7. A device as claimed in claim 6 wherein, the anisotropic conducting adhesive is an anisotropic conducting film (ACF) .

8. A device as claimed in any preceding claim wherein, the electrical connection between the piezoelectric ultrasound transducer array and the planar electronic component is made using flip-chip bonding.

9. A device as claimed in any preceding claim wherein, the piezoelectric ultrasound transducer array is aligned with the planar electronic component prior to bonding.

10. A device as claimed in any preceding claim wherein, the planar electronic component comprises a backing hole adapted to receive a backing material which is acoustically coupled to the piezocomposite material of the piezoelectric ultrasound transducer array.

11. A device as claimed in claim 10 wherein, the backing hole provides a mask which ensures that the backing material adheres to the piezoelectric composite when the backing hole is operatively aligned therewith.

12. A device as claimed in any preceding claim wherein the planar electronic component comprises a wafer incorporating electronic connection tracks so that it can act as an interposer or incorporate one or more integrated circuits.

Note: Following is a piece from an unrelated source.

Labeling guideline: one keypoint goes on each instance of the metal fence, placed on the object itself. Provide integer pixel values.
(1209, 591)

13. A device as claimed in any preceding claim wherein, the planar electronic component comprises a silicon wafer.

14. A device as claimed in claims 10 or 11 wherein, the backing material comprises an epoxy material loaded with alumina or tungsten.

15. A device as claimed in any preceding claim wherein, the piezoelectric ultrasound transducer array is lapped to a predetermined thickness corresponding to its high operating frequency.

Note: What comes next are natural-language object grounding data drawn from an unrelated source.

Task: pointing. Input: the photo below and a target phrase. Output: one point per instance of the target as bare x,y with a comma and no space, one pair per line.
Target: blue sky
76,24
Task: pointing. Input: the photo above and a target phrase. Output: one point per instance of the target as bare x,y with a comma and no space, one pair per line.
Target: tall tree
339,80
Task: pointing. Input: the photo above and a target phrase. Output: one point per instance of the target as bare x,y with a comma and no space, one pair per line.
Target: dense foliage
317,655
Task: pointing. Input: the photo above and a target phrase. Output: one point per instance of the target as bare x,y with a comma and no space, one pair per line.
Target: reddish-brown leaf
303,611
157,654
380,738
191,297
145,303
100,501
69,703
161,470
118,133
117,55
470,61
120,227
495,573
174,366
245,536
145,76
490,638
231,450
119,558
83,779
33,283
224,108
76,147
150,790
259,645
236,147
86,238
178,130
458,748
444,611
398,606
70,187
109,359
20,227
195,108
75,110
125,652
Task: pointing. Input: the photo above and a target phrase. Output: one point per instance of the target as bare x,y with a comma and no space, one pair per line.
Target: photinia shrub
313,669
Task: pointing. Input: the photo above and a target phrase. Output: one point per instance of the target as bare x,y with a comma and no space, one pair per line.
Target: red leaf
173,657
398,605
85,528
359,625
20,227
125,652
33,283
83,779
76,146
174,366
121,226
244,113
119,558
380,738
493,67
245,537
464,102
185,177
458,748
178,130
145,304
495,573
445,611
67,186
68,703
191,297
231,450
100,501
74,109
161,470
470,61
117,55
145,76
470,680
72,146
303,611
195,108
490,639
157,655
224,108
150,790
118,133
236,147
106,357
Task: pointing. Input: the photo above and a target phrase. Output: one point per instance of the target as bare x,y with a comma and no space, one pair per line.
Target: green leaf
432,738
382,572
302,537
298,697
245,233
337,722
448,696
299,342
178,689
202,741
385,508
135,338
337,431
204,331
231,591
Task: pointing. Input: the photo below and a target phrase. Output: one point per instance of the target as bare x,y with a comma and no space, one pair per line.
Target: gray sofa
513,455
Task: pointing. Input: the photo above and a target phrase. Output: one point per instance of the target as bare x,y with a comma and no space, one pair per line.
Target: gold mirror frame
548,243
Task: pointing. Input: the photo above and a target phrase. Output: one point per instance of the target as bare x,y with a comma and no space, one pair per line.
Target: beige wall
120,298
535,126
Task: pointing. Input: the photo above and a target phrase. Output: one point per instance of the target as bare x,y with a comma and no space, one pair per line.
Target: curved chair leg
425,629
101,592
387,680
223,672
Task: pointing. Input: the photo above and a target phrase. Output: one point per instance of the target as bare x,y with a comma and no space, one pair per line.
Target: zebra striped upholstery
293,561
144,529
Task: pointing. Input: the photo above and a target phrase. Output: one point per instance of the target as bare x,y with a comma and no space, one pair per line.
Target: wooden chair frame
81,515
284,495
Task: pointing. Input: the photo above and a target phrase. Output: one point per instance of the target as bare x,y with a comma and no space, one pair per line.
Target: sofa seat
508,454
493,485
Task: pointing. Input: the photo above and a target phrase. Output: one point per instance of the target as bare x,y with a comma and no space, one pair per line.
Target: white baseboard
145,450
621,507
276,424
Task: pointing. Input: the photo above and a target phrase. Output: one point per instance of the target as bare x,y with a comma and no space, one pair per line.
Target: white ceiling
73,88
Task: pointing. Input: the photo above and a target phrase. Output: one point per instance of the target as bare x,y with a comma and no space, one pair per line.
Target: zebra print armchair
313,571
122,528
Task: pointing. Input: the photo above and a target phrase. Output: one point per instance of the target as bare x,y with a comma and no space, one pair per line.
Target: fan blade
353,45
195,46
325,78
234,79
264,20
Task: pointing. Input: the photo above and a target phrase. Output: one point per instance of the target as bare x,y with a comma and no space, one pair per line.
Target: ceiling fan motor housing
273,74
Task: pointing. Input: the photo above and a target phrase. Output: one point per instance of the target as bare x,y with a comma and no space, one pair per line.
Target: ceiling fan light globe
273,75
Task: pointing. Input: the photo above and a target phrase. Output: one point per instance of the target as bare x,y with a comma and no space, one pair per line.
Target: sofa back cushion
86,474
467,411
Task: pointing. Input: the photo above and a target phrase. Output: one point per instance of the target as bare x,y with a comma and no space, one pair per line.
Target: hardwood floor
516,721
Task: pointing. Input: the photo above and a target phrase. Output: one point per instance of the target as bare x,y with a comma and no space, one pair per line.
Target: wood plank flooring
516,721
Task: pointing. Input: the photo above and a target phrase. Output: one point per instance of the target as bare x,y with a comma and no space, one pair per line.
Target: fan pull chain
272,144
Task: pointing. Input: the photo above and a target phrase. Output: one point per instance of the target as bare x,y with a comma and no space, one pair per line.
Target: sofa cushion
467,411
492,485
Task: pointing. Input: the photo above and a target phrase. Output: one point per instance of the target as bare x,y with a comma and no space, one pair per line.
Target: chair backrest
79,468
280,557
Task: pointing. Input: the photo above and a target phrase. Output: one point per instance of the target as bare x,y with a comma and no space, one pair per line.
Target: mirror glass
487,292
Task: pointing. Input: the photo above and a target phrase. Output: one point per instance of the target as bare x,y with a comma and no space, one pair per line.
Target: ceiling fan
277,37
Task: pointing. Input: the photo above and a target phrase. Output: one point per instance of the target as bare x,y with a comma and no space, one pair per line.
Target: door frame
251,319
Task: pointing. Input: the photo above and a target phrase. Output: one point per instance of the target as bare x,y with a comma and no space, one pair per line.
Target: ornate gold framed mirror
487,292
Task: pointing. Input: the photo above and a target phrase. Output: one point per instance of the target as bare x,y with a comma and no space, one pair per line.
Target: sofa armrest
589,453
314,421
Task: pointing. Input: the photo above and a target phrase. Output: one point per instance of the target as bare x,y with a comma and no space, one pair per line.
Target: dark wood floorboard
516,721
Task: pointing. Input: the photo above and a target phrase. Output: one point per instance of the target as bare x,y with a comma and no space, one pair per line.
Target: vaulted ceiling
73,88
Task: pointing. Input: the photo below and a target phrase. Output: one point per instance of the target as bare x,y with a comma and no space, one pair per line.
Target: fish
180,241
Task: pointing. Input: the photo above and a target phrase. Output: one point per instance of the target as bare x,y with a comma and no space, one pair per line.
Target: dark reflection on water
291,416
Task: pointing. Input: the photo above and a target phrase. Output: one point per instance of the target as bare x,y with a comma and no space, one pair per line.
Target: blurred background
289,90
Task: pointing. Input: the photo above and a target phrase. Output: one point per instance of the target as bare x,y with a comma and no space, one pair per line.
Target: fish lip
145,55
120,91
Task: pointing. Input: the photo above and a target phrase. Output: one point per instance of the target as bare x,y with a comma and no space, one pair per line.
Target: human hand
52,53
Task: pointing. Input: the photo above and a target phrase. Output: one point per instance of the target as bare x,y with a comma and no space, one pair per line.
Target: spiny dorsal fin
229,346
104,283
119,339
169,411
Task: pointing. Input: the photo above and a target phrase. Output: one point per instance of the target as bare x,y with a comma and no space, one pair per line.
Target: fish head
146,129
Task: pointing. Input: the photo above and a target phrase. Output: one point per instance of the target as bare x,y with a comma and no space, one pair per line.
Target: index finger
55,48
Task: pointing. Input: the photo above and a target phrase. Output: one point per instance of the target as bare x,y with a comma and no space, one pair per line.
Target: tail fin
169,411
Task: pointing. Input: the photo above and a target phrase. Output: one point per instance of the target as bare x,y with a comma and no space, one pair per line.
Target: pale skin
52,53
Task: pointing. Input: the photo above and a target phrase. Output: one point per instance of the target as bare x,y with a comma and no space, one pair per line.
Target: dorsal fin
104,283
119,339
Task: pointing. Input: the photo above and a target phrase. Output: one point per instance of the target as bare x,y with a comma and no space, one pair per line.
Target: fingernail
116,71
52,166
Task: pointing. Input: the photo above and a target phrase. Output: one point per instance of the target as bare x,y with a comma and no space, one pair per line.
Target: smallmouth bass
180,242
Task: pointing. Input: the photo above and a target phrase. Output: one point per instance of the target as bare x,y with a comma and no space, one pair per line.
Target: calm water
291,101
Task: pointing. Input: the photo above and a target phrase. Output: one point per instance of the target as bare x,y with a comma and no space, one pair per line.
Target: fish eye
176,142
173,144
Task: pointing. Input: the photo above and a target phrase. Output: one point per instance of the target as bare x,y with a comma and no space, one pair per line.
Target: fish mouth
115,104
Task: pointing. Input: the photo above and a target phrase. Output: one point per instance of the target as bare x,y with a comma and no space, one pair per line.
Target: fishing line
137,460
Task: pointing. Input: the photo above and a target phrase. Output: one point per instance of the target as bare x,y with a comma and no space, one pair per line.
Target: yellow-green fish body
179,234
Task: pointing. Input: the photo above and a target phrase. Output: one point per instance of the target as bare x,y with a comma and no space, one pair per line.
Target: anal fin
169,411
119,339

16. A method for connecting a piezoelectric ultrasound transducer array to a planar electronic component, the method comprising the steps of:

connecting the piezoelectric ultrasound transducer array to a planar electronic component; and

creating one or morethrough holes in the planar electronic component to allow electrical connections to extend through the planar electronic component.

17. A method as claimed in claim 16 wherein, the piezoelectric ultrasound transducer array is a high frequency array which has an operating frequency of greater than 20 MHz.

18. A method as claimed in claim 16 or claim 17 wherein, the step of connecting the piezoelectric ultrasound transducer array to a planar electronic component comprises bonding the components together.

19. A method as claimed in claim 18 wherein, the step of connecting the piezoelectric ultrasound transducer array to a planar electronic component comprises pressure bonding.

20. A method as claimed in claim 18 or claim 19 wherein, the piezoelectric ultrasound transducer and the planar electronic component are bonded using an anisotropic conducting adhesive.

21. A method as claimed in claim 21 wherein the anisotropic conducting adhesive is an anisotropic conducting film (ACF) .

22. A method as claimed in any of claims 16 to 21 wherein, the step of connecting the piezoelectric ultrasound transducer array to a planar electronic component comprises flip-chip bonding.

23. A method as claimed in any of claims 16 to 22 wherein, the piezoelectric ultrasound transducer is aligned with the planar electronic component prior to bonding.

24. A method as claimed in any of claims 16 to 23 wherein, a backing hole is formed in the planar electronic component which is adapted to receive a backing material which is coupled to the piezocomposite material of the piezoelectric ultrasound transducer.

25. A method as claimed in claim 24 wherein, the backing hole provides a mask which ensures that the backing material adheres to the piezoelectric composite when the backing hole is aligned properly therewith.

26. A method as claimed in any of claims 16 to 25 wherein the planar electronic component comprises a wafer incorporating electronic connection tracks so that it can act as an interposer or incorporating one or more integrated circuits.

27. A method as claimed in any of clams 16 to 26 wherein the planar electronic component comprises a silicon wafer.

28. A method as claimed in claims 24 or 25 wherein, the backing layer comprises an epoxy material loaded with alumina or tungsten.

29. A method as claimed in any of claims 16 to 28 wherein the piezoelectric ultrasound transducer array is lapped to a predetermined thickness corresponding to its high operating frequency.